Roger Binns — Mon 05 December 2011
I recently acquired an iOS device making my exposure in the last year
to Android, Blackberry and iOS. There used to be an old joke
screenshot going around saying "Windows has detected your mouse moved.
You must reboot for this change to take effect." The contemporary
equivalent seems to be "Apple has detected you want to do anything -
you must re-enter your password and possibly your username to
proceed."
I kept count of how many times I had to enter my credentials from
getting the device, doing an iOS 5 upgrade and putting some Google
apps on the device. In the end I had to enter my apple id 7 times
across iTunes and the device, and my Google one 12 times. Why the
heck does iTunes want to re-enter my id in multiple different places?

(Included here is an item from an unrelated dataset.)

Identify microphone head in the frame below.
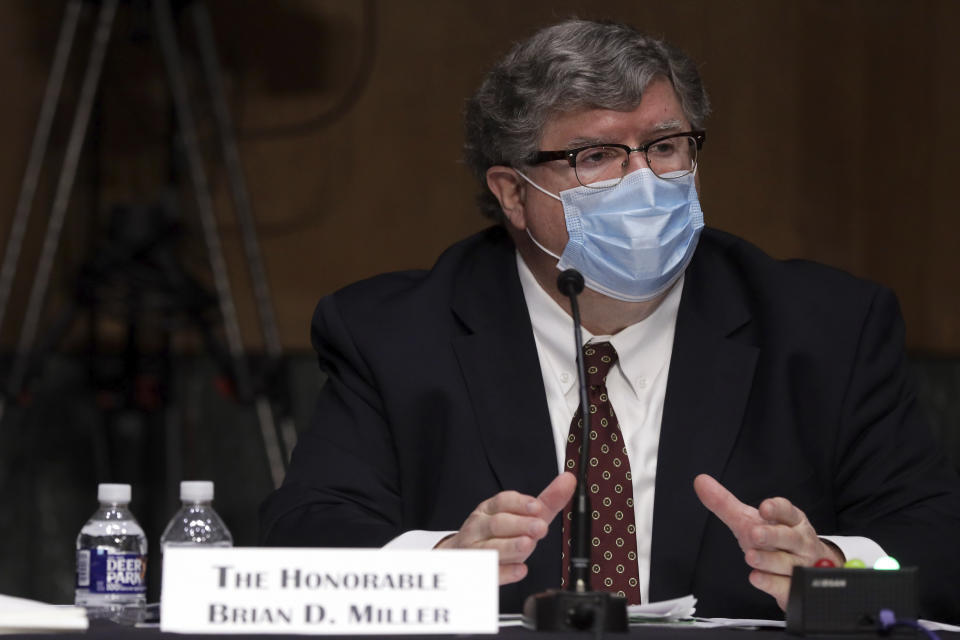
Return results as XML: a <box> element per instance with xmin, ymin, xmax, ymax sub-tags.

Why on earth do I have to enter my apple id multiple times in
different Apple provided programs on the device? The Google issue
seems to be because they have hybrid native apps with web based
components with no sharing so you keep entering the details all over
the place.
I want to enter my credentials zero times. Amazon figured that out
with their Kindles shipping the devices pre-authenticated. Android
makes you enter your id only once and then provides platform
infrastructure for it to be shared across participating apps, although
not all third party ones do.
As someone following best practise (long passwords with a variety of
content), having to enter them is extremely painful on devices due to
keyboard modes for numbers, punctuation and capitalization, and
masking of what you have already typed etc.
One Apple fan boy I talked to seemed to think this was perfectly
reasonable behaviour! I can only conclude the Apple faithful have
short passwords they are happy to type over and over and over again.
One "attention to detail" thing highly amused me. The icon for the
weather app shows a numeric temperature. If you change your settings
between C and F then the icon changes, but not immediately leaving a
nonsensical number visible for quite a while. But most absurdly, why
not just make the number be the current temperature rather than
something that seems credible but is wrong? Or leave it out
completely.
There are also massive inconsistencies between what settings live
within an app versus selecting the same app from the Settings app. It
almost seems random which place you have to look in.